Melody Maker 31st January 1998 Issue
THE WEEKLEY SESSION
Going deaf for a living with STEVE LAMACQ
Maybe it's because pop's getting older and having a midlife crisis, but have you noticed how everywhere you look, there's someone's (metaphorical) ex?
If I went to these things, it's what I imagine an awkward dinner party would be like. Look, there's Ian Brown and John Squire, they used to be together; Bernard Butler, you know the one who was with that Brett guy; and just past the cheese dips there's various feuding members of old Britpop bands. It all feels a bit odd.
(Who do you side with when two of your mates split up? Who do you believe? Who gets the record collection and who gets the house?)
I've had a run of meeting exes - starting with the laid-back Brown who has timed the release of his debut solo LP to perfection. There was a big build-up for "My Star" pre-Christmas, and now in the forgiving atmosphere of a New Year (when it's too cold to work yourself into a row about the bad old days), here comes "Unfinished Monkey Business", an album which is both the best and worst of the man in one single outing.
Tracks like "She Puts Corpses In Their Mouths" and the epic "Lions", which starts in almost Joy Division mode before changing into a full-powered New Order style machine-disco number, are really among the most interesting songs he's ever done. On the downside, there are fillers, the sound of which suggests a poor night out with the Roses when they weren't getting along.
There is a consistency about him though, which, in conversation, he agrees with. Like the Roses, his new material relies heavily on rhythm, the old bass and drum groove, which he says was overshadowed on the "Second Coming" by too much guitar work and top-heavy production. Then there's the lyrics. Take virtually any Brown song and you can file it away in one of two categories because in Brown's world it's quite simple: there's ugly and there's beauty. Things (people/actions/gardens/the record industry) are either one or the other, there's no point in the middle ground.
He seems very positive at the minute, quite chatty and anxious to get on with the next album which will be more of a full-blown-in-the-studio affair. Which brings us onto Bernard Butler and his first solo effort, due for release in April. Of the two of them, Butler was the one I was expecting to be most tied to the past, but when he was on the "Evening Session", he turned up relatively baggage-free. Putting another year between himself and the Suede split seems to have lessened the need to always talk about it (though I'm sure he would, if you asked).

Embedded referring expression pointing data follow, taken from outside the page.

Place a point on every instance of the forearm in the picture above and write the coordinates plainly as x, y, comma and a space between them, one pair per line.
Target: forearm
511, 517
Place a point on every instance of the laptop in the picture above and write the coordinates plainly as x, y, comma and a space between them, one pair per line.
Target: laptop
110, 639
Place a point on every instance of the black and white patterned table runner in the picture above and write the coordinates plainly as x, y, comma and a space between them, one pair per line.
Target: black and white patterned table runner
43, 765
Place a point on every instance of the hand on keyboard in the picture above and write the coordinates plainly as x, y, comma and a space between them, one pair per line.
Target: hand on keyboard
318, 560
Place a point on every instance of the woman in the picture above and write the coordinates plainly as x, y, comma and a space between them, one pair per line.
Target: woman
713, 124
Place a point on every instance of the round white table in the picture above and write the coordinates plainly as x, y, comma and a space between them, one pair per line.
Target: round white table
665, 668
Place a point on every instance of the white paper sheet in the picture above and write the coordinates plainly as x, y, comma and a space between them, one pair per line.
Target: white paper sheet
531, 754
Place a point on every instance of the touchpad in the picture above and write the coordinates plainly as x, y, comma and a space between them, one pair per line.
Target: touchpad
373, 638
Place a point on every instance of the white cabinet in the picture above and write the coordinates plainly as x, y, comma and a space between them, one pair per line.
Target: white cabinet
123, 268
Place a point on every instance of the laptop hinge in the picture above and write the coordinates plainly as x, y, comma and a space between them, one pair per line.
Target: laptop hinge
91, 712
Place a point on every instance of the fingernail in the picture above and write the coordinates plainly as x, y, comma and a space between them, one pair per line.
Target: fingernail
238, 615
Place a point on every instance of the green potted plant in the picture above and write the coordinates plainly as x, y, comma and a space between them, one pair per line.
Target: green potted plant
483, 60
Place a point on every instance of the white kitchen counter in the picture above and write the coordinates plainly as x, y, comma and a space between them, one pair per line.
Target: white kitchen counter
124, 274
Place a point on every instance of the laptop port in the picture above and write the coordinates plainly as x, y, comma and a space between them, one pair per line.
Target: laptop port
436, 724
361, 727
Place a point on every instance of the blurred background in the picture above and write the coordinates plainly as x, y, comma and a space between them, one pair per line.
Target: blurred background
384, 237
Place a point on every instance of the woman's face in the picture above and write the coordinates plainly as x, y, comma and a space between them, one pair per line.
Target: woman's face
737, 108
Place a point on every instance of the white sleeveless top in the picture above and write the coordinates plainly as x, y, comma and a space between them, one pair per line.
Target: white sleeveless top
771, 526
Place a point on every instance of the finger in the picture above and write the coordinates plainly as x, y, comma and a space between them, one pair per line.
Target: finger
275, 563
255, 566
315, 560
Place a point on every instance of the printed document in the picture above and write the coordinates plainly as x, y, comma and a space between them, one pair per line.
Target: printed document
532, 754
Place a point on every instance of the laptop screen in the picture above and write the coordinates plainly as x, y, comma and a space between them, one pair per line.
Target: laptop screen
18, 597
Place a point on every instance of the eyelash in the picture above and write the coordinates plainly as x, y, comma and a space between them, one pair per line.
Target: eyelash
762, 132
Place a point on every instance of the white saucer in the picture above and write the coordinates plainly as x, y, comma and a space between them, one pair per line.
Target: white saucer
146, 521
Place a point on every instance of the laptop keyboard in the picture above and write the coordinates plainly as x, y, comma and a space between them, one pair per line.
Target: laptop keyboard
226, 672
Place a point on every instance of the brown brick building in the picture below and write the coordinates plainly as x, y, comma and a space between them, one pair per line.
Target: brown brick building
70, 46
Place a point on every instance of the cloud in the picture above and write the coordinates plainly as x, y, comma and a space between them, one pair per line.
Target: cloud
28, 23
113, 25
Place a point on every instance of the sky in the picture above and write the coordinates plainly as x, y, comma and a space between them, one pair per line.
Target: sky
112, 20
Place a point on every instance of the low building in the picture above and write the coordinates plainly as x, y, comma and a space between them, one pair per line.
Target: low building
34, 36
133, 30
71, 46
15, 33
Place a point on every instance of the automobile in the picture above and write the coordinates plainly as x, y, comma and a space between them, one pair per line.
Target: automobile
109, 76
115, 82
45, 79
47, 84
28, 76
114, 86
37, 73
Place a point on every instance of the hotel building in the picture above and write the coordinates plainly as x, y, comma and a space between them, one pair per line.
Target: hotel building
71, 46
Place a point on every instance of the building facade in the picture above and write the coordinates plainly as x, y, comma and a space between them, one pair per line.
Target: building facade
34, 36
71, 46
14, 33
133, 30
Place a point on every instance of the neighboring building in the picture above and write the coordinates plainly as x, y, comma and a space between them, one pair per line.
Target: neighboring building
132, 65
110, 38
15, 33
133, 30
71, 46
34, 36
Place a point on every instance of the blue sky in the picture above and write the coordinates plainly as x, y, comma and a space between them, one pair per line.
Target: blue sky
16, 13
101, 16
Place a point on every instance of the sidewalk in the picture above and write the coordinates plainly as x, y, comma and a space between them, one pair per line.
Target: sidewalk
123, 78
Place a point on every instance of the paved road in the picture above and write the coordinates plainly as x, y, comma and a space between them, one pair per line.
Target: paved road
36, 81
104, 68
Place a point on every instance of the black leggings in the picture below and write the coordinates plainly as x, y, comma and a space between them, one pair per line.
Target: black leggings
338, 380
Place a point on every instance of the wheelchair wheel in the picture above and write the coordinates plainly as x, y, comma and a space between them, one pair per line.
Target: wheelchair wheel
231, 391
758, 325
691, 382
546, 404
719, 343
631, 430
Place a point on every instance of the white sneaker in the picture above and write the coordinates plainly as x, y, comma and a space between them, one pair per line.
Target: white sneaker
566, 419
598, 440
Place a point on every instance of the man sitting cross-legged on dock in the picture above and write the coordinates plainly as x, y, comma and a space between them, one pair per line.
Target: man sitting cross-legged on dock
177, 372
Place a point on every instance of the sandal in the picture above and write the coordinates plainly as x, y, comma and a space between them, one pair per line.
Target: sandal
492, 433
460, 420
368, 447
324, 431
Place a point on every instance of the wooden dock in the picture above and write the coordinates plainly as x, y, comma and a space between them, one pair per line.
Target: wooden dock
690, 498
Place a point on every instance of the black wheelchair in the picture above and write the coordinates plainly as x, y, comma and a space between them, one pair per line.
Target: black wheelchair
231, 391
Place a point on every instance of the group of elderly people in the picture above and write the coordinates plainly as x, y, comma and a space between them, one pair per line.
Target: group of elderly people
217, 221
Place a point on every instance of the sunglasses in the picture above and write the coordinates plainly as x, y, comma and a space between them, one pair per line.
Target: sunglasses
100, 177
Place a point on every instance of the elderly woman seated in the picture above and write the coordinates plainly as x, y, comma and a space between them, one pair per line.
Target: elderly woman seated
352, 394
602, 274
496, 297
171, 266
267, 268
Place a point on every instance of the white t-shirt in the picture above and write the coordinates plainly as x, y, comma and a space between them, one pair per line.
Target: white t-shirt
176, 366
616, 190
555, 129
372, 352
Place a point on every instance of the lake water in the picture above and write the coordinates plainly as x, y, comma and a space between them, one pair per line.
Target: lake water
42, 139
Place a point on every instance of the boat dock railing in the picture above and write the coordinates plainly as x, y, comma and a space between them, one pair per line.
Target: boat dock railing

If there's a comparison to be made between the two, it's something to do with the pair finding their own space in the pop world. Butler talks of old cohorts as people who used to put him in situations he didn't want to be in - while Brown's famously known for describing the whole music industry as a dirty business. With the benefit of hindsight, Brown, by paying for his album himself, and Butler, by teaming up with Creation, seem to be alleviating the pressure on themselves. They probably both work best when left alone in the greenhouse, at a moderate temperature, occasionally tended to by McGee or some guy at Polydor. Or better still, left alone until the frost comes.
I've seen some weird things at gigs, but the Supergrass show we covered live for Radio 1's "In Concert" threw up another first. Standing to one side of Nottingham's Rock City I saw through the dim light a... yes, no, yes it is... an inflatable woman crowd surfing. Believe me, the runaway pigs are nothing to the sight of a blow-up doll being carried through the crowd on someone's shoulders and then launched into the moshpits at the front of the stage. Apparently, there was an inflatable sheep going round as well, but I think - to prevent overheating - that my brain must have blocked it out of my memory.
A fax a couple of days later from the people responsible confirmed that the doll is part of their initiation ceremony for bands they like. If you get the doll, you're in. (What do they do for bands they don't like, apart from not turning up? Inflatable William Hagues? Blow-up Noel Edmonds?)
The 'Grass played a blinder, despite their keyboard amp blowing a fuse during the intro of "Going Out". We knew this because, as there was no room for the amp onstage, I was standing next to it in the backstage corridor. Honest, I never touched it. In the ensuing drama the band came off after "Caught By The Fuzz" and just as I started my link, there was drummer Danny piling through the door with an almight "F***". And you thought these things were pre-recorded?!